Former SNAP recipients will join masses of federal workers Trump has thrown out of work on food lines as Trump demands $230 million from his Department of Justice as “compensation” for its (badly belated) indictment (under former President Joe Biden) of Trump for… you know, trying to overthrow electoral democracy and the rule of law at the end of his first horrific administration (and for absconding with classified documents and obstructing efforts to retrieve them).

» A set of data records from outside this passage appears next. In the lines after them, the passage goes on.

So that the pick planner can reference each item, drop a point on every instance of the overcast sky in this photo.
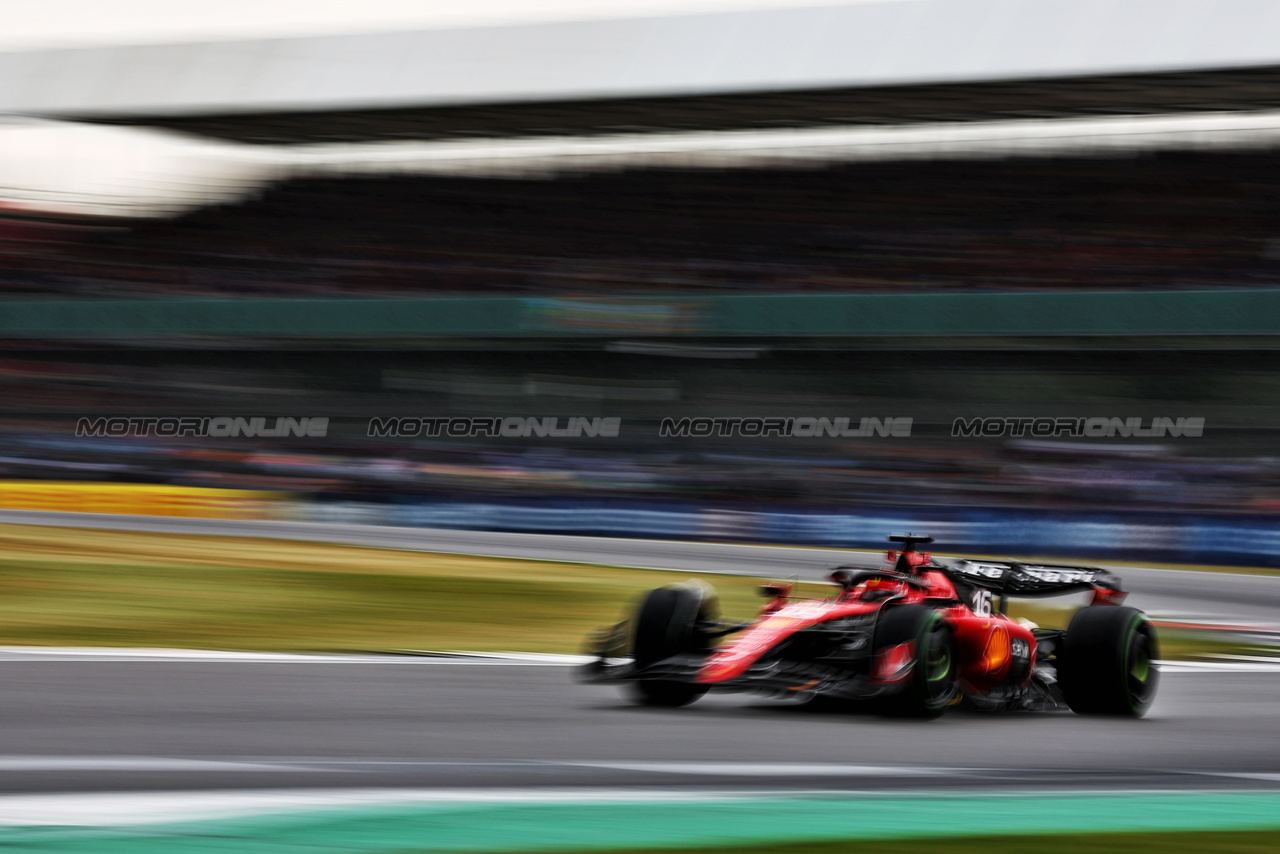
(67, 23)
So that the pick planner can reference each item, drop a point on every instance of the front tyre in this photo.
(1106, 663)
(666, 625)
(931, 685)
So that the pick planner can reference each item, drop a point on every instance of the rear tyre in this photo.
(666, 625)
(1106, 663)
(932, 684)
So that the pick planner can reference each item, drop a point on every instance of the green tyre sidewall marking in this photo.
(1129, 643)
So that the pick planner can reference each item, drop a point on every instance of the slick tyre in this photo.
(1106, 663)
(666, 625)
(931, 685)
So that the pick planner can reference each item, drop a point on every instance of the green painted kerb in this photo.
(584, 826)
(1255, 311)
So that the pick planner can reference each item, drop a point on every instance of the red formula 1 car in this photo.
(913, 638)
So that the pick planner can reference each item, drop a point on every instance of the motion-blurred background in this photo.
(632, 210)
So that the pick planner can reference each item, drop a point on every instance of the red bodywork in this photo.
(988, 645)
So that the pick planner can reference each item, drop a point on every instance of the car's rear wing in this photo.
(1018, 579)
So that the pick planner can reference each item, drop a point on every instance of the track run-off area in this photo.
(141, 750)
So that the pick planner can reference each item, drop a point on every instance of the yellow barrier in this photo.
(141, 499)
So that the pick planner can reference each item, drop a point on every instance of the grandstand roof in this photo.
(880, 42)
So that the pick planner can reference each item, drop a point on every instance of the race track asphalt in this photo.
(160, 725)
(73, 725)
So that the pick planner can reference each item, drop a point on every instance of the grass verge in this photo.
(1180, 843)
(94, 588)
(100, 588)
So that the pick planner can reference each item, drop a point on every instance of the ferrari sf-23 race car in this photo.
(914, 638)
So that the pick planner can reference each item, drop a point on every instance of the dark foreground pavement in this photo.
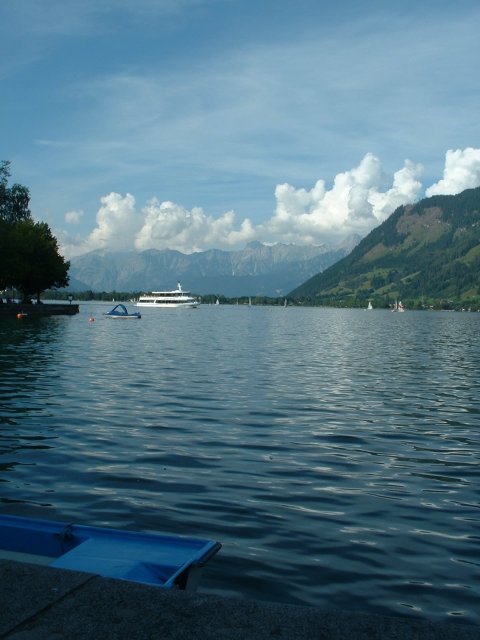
(42, 603)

Trump has just maniacally torn down the East Wing of the White House, planning to replace that former historic landmark with a gargantuan, gaudy ballroom funded by some of his favorite capitulating corporations, including the tech giants Google, Meta, and Palantir and the leading “defense” firm Lockheed Martin.
The Congress has been essentially dissolved by Trump through his command over the Speaker of the US House, the obsequious Mike Johnson (R-La.). This makes legislative branch oversight of Trump’s war moves and plans impossible. It also prevents the release of the Epstein Files, which contain information on his close relationship with a disgraced pedophile, and congressional action to restore SNAP benefits (food stamps). (Johnson is meanwhile refusing to seat a duly elected congresswoman from Arizona since, according to media reports, she would tilt the US House majority to the side of the files’ release.)
Trump has slapped 50% tariffs on Brazil to punish it for properly prosecuting and convicting his fascist comrade Jair Bolsonaro (the onetime “Trump of the Tropics”) for sparking an attempted insurrectionist coup (Brazil’s January 6) in that nation’s capital on January 8, 2023.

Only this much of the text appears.